The first unit of Eric Staal
, Ray Whitney and Chad LaRose
scored three goals at even strength last night – putting in a dominant performance at both ends of the ice that hasn’t been seen in this series since Zach Parise’s unit was so good for the Devils in the first three games.
“I can’t complain,” said Staal. “They’re two pretty good players who have a lot of quickness and speed, and they showed it tonight. We were on the puck pretty much the whole game.”
The Canes’ second goal in particular was a perfect example of what all three players bring to the table when they’re on their game. LaRose forced a turnover with his hustle and went straight to the net; Whitney corralled the puck and made a great no-look drop pass (“getting it to the big boy,” as he would surely say); Staal found the back of the net with a quick and powerful release. You really can’t draw it up much better than that.
As good as those three were together, and this may sound a little strange, but it might be wise to not get too attached to them. Besides the obvious factors of playing in your own building in front of your own crowd, home ice advantage has been important in this series due to the fact that the home team controls the individual match-ups.
That being said, Staal will likely go against the Devils’ John Madden in Tuesday’s Game 7, as he has in each game at the Prudential Center thus far. Given the way he played last night it may not matter, but it will certainly be a tougher defensive challenge.
If the game starts and Staal’s unit is limited, it will be up to the team’s other lines to step up. Although no other lines scored at even strength in Game 6, they also played well and Maurice has already said that there probably wouldn’t be adjustments prior to game time. However, he’s never been afraid to switch things up during games if he feels they aren’t working.

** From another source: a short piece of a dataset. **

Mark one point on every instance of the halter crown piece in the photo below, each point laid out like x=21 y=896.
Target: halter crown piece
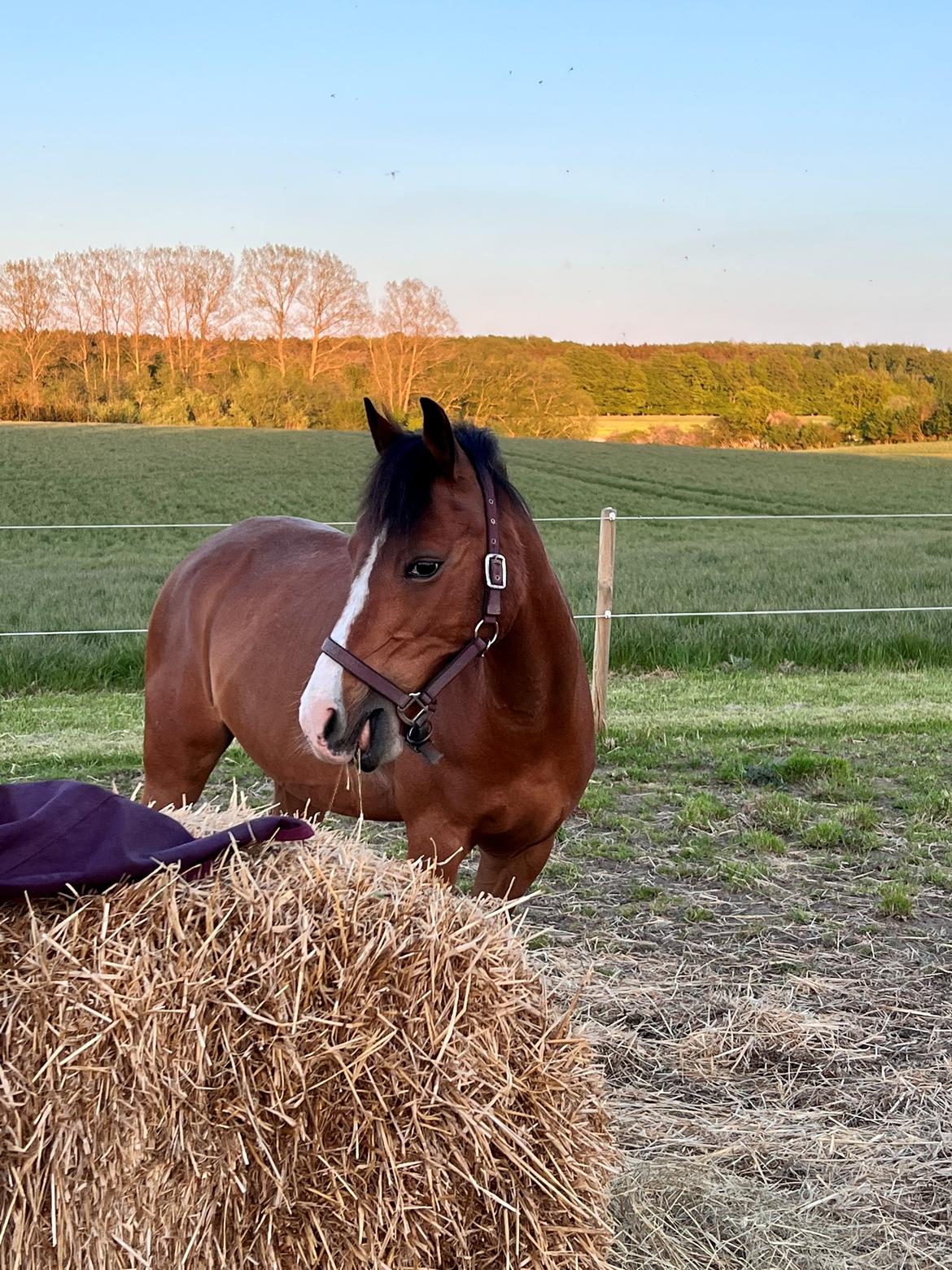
x=415 y=709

In a game that I expect will more closely resemble Game 5 than Game 6 on the score sheet, just one goal from another group would be huge. Amazingly, the players who currently make up the team’s second and third lines – Matt Cullen, Erik Cole, Tuomo Ruutu, Rod Brind’Amour, Sergei Samsonov and Patrick Eaves – have exactly zero goals between them, even with last night’s complete team effort.
This is where Maurice’s well-placed confidence in his team’s overall chemistry comes in. If Madden and company do the job for the Devils and no one from the aforementioned group breaks through, it may be too many eggs in one basket on a top line featuring the team’s three best offensive performers in this series, and there could be another change as the game goes on to spread things out.

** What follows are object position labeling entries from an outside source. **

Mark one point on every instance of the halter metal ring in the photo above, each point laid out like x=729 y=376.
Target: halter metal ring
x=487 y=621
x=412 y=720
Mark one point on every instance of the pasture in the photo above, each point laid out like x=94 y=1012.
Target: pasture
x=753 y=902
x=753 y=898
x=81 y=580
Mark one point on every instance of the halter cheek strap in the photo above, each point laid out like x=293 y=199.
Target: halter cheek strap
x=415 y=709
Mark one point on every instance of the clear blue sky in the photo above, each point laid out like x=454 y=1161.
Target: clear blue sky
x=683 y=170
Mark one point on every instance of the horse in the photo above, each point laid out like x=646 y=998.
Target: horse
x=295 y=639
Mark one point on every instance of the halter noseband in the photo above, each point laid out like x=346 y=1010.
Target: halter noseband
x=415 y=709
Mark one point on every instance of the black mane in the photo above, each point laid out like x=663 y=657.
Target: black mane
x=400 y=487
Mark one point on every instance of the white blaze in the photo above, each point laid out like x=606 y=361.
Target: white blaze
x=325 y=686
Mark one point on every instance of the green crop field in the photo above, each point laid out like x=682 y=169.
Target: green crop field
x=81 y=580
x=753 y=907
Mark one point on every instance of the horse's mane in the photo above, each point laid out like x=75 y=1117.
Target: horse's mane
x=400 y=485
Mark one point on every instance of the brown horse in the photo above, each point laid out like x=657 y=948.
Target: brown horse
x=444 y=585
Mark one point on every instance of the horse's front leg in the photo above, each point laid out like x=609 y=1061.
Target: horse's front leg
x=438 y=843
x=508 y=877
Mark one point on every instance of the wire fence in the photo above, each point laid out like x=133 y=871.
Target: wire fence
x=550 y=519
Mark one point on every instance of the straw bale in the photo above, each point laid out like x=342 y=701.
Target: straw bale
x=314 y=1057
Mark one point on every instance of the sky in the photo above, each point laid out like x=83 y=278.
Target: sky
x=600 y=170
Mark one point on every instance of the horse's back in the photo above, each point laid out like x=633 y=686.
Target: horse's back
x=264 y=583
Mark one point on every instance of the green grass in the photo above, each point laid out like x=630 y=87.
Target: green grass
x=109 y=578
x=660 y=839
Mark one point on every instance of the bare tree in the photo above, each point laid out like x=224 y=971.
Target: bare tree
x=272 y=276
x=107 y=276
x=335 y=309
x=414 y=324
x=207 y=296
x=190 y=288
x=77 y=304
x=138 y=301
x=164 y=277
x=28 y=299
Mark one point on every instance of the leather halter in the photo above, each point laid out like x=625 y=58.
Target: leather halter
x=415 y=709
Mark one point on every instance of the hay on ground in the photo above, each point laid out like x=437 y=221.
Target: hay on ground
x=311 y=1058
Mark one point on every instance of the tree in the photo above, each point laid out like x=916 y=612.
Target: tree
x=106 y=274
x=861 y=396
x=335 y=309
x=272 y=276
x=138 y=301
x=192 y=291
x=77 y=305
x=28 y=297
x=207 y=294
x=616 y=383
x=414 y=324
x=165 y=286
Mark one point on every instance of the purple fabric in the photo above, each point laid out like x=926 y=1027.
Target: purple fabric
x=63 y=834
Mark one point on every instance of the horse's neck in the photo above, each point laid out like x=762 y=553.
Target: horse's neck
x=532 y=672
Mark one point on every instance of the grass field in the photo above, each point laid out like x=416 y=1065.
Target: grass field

You can’t necessarily plan on that, because if the Canes play the way they are capable of and get a repeat performance from last night, the current combinations will work just fine. If not, it’s nice to know that an on-the-fly change like the one that united Staal, Whitney and LaRose at the end of Game 5 can bring quick and favorable results.

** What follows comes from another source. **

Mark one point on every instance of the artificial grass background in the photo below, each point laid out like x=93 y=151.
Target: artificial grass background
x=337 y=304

In all the talk about the top three lines, I do want to make sure the fourth unit gets their due. When the Canes are completely healthy, Maurice has been using that group in this series more than he typically had during the regular season. In addition to their typical high-energy play, they role of providing relief for big minute players was very important last night.
“Bayda, Jokinen and Walker tonight were really good,” said Maurice after the game. “What it did is it bought time and energy. Their minutes weren’t high, but because of the intensity level – Staal’s line and Cullen’s line, they had been working – you could feel it on the bench that they needed that fourth line to play.”
Jokinen added a goal last night, although it came on the power play, where I feel he has excelled since joining the team, and not with his usual mates at even strength. Given what he has meant for the team, along with the unexpected production of Bayda (two goals) and Walker (two very good assists), it’s a luxury to have those players in that role.